The Incarnation of the Word of God: Being the Treatise of St. Athanasius: De Incarnatione Verbi Dei by Athanasius, translated by A Religious of C.S.M.V. S.Th., with an introduction by C.S. Lewis (the one I linked to here is a different edition than the one I read, but fortunately it still has the intro by C.S. Lewis)
LibraryThing tags: Theology, Incarnation, Christology, Classics, SLOBS
A beautiful little book. I wasn't sure what he could say about the incarnation that I hadn't heard before, but Athanasius surprised me (despite Lewis' recommendation to that effect...) with his depth and simplicity. I was especially impressed by his meditations on the impossibility of the Author of Life remaining dead. It was, as I said, beautiful. I highly highly recommend it. I think I'm going to have to start reading it regularly. For one thing, it didn't really feel like I let it soak in. Letting it soak would definitely be a good thing.

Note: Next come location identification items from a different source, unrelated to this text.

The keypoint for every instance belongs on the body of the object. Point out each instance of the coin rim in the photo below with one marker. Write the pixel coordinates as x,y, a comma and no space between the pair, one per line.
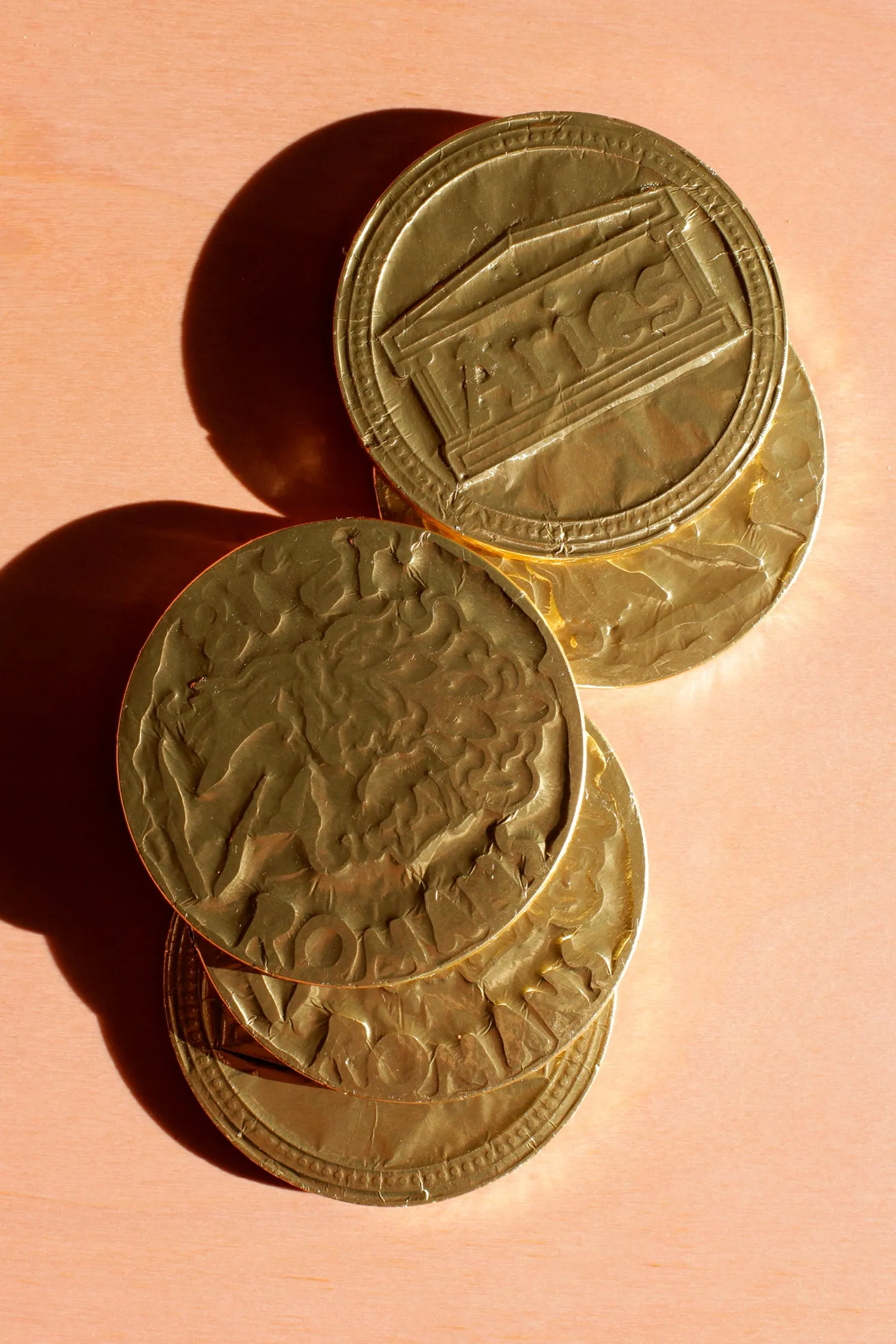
400,461
567,697
637,861
818,457
574,1069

“The Greek philosophers say that the universe is a great body, and they say truly, for we perceive the universe and its parts with our senses. But if the Word of God is in the universe, which is a body, and has entered into it in its every part, what is there surprising or unfitting in our saying that He has entered also into human nature? If it were unfitting for Him to have embodied Himself at all, then it would be unfitting for Him to have entered into the universe, and to be giving light and movement by His providence to all things in it, because the universe, as we have seen, is itself a body. But if it is right and fitting for Him to enter into the universe and to reveal Himself through it, then, because humanity is part of the universe along with the rest, it is no less fitting for Him to appear in a human body, and to enlighten and to work through that. And surely if it were wrong for a part of the universe to have been used to reveal His Divinity to men, it would be much more wrong that He should be so revealed by the whole!”